Study: PPS delay needed
Study: PPS delay needed
A George Washington University study shows home heath agencies have reduced the amount of care to patients in the last half of the 1990s, prompting home care advocates to renew their claims that further reductions in Medicare payments will only hurt the industry further.
"This is the first evidence of an imploding benefit," says Jim Pyles, counsel for Home Health Services and Staff Association. "The GW study shows that patients who need the care the most are simply going without because agencies are laying off staff."
The study, which was previewed by the Senate Permanent Committee on Investigations in September, concluded that Congress should postpone the 15% cut scheduled for Oct. 1, 2000, until definitive data on the effects if the reductions can be assessed.
It also found that the number of Medicare beneficiaries admitted to care as a percentage of all patients has declined 21% since 1996; and the 1998 Medicare revenue of those agencies studied has declined by 25%, compared to 1994 levels — the result of lower payments and reduced utilization.

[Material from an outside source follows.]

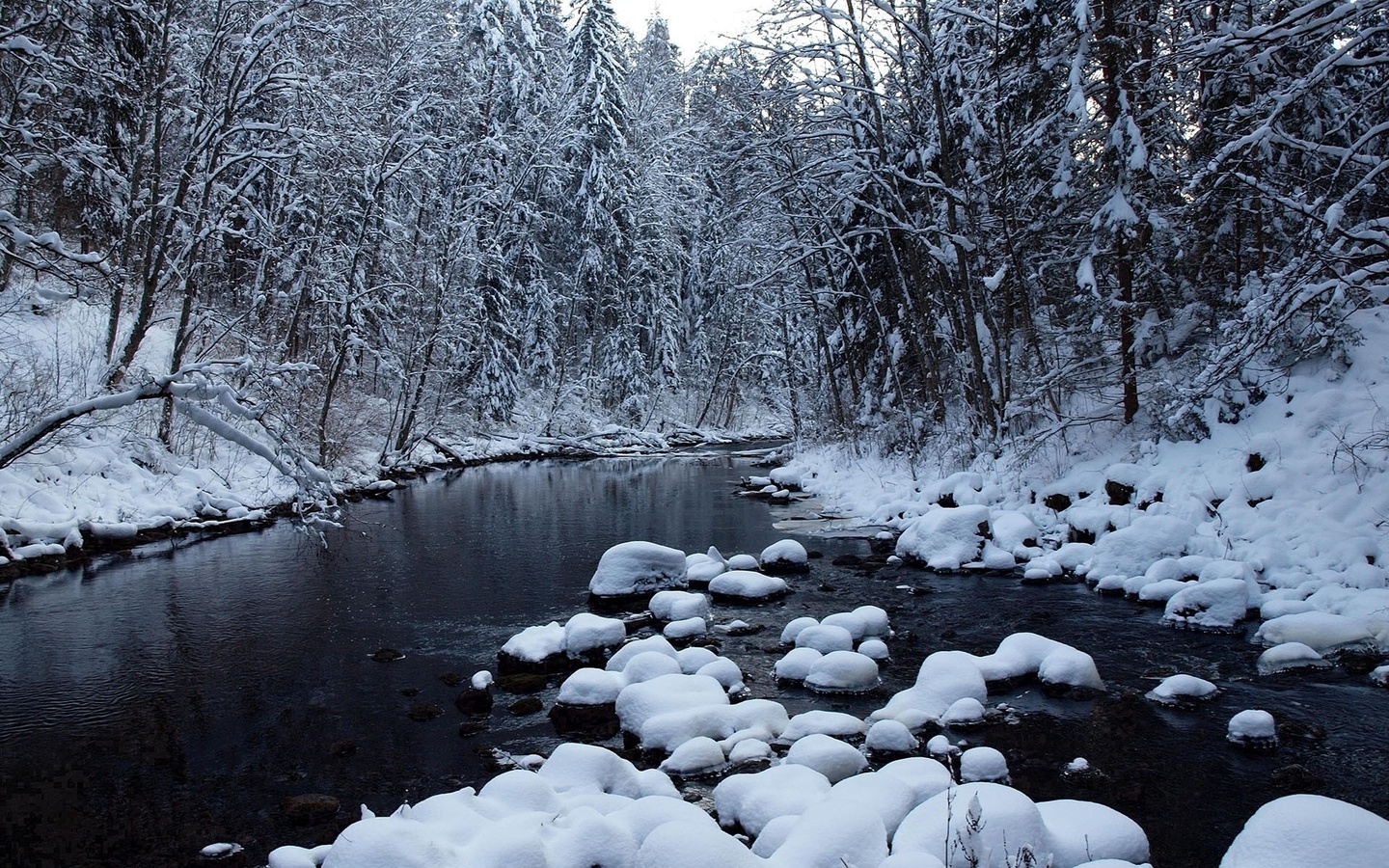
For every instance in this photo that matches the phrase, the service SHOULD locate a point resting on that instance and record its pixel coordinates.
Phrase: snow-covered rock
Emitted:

The Balanced Budget Act of 1997 has resulted in efficiencies in the delivery of home care, says Barbara Markham Smith, the study’s lead author. The BBA has led to the rise of case management, higher levels of nursing supervision, and outcomes-oriented care, she says. But those same efficiencies have been accompanied by a host of disruptions, such as growing variation in regional health status characteristics from new payment methodology.

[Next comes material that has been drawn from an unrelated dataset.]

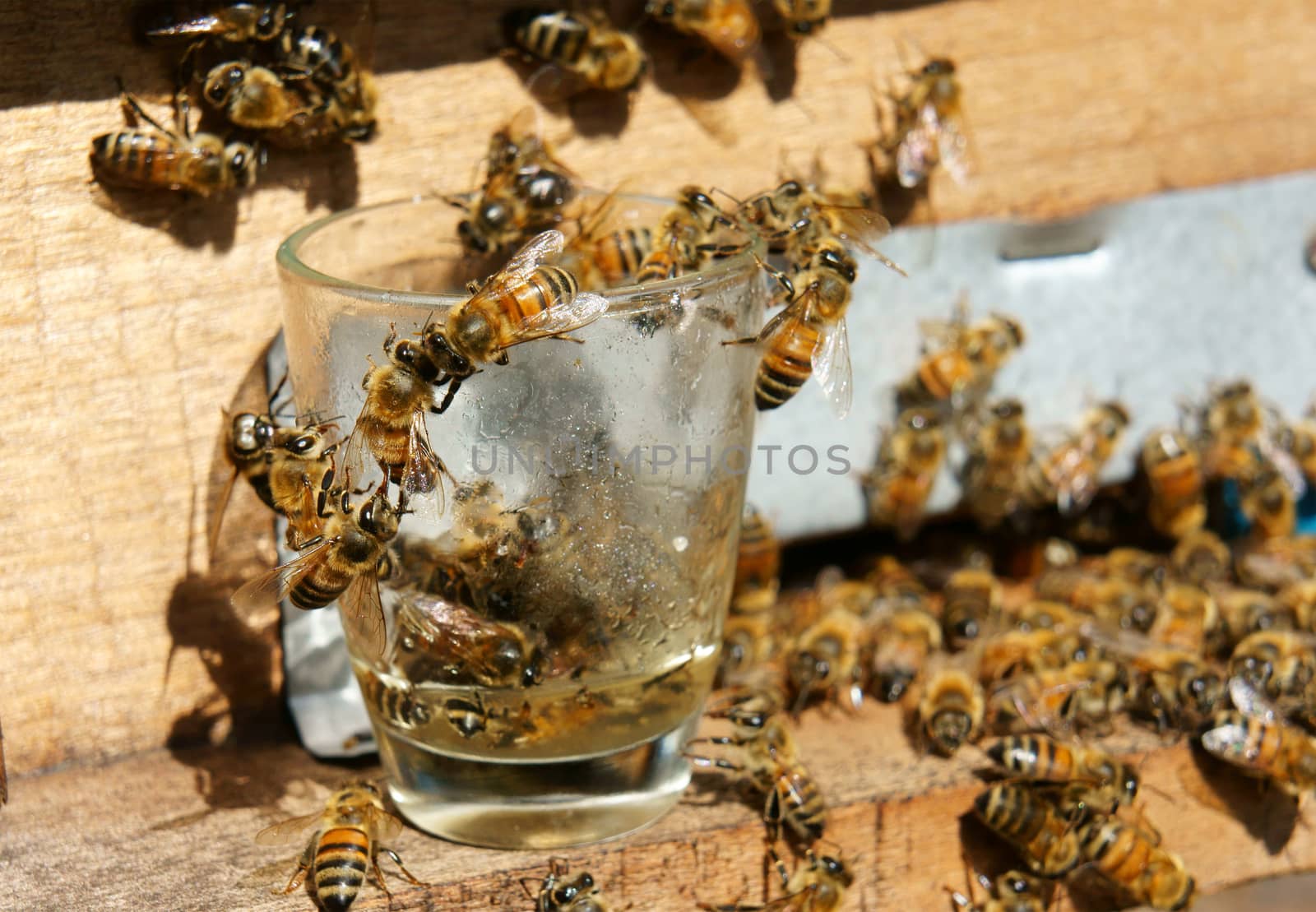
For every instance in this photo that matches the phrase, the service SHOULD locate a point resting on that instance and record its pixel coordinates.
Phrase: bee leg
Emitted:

The bottom line, Smith says, is that sicker patients are being discharged earlier, not just in home care, but in other segments of the health care industry.
Other study findings include:
• The majority of agencies studied altered their case mix or practice patterns to conform utilization to reimbursement.
• Chronically ill patients may experience greater fragmentation of care or disruption in care because of payment changes.
• Administrative constraints on utilization may affect access to appropriate levels of home care by sicker beneficiaries.